The FBI released the preliminary 2010 UCR Crime numbers yesterday. The Preliminary UCR Report just covers the crime number for those cities with a population 100,000 or greater. After I got the press release in my email yesterday morning, I popped on over to the FBI’s Preliminary UCR Report website to take a peek at the numbers.
One thing I noticed about the numbers was something I notice every year, the population numbers they always cite never jive with the US Census population estimates. Up till now I’ve always attributed it to the FBI and Census using a different methodology for projecting the population estimate between the decennial censuses. However, I figured that since the 2010 Census numbers were available that the FBI’s estimate would be recalculated to be more in line with Census. However, when I looked at the numbers for the sleepy little burg where I work, the FBI understated the numbers by about 5,000.
I put together a spreadsheet of the population figures used both by the preliminary 2010 UCR and the 2010 Census numbers. I was surprised that the numbers ranged from a -8.1% under estimate to an 11.74% over estimate just for the Texas cities listed.

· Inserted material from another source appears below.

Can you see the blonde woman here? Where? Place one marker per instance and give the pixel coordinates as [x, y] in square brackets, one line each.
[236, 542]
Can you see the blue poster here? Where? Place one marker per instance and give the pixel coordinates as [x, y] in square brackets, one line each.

Of course the problem with this is that if you take the simple approach to figure crime rates by calculating rate based on the FBI’s population number, these differences can make a big difference in how your rates calculate. One other thing I noticed was that the FBI had 34 Texas cities as having a population of 100,000 or greater. However, comparing this to the 2010 Census numbers, there are only 29 Texas cities with a population like this.
I have never been able to find any note of the source of the population figures that UCR uses. They certainly don’t use the population that we list on the UCR forms we submit because at my agency we always use the US Census estimates. I sure wish that the FBI would get on the same sheet of music as the Census Bureau. After all, they are supposed to be the keeper of the “official” population figures.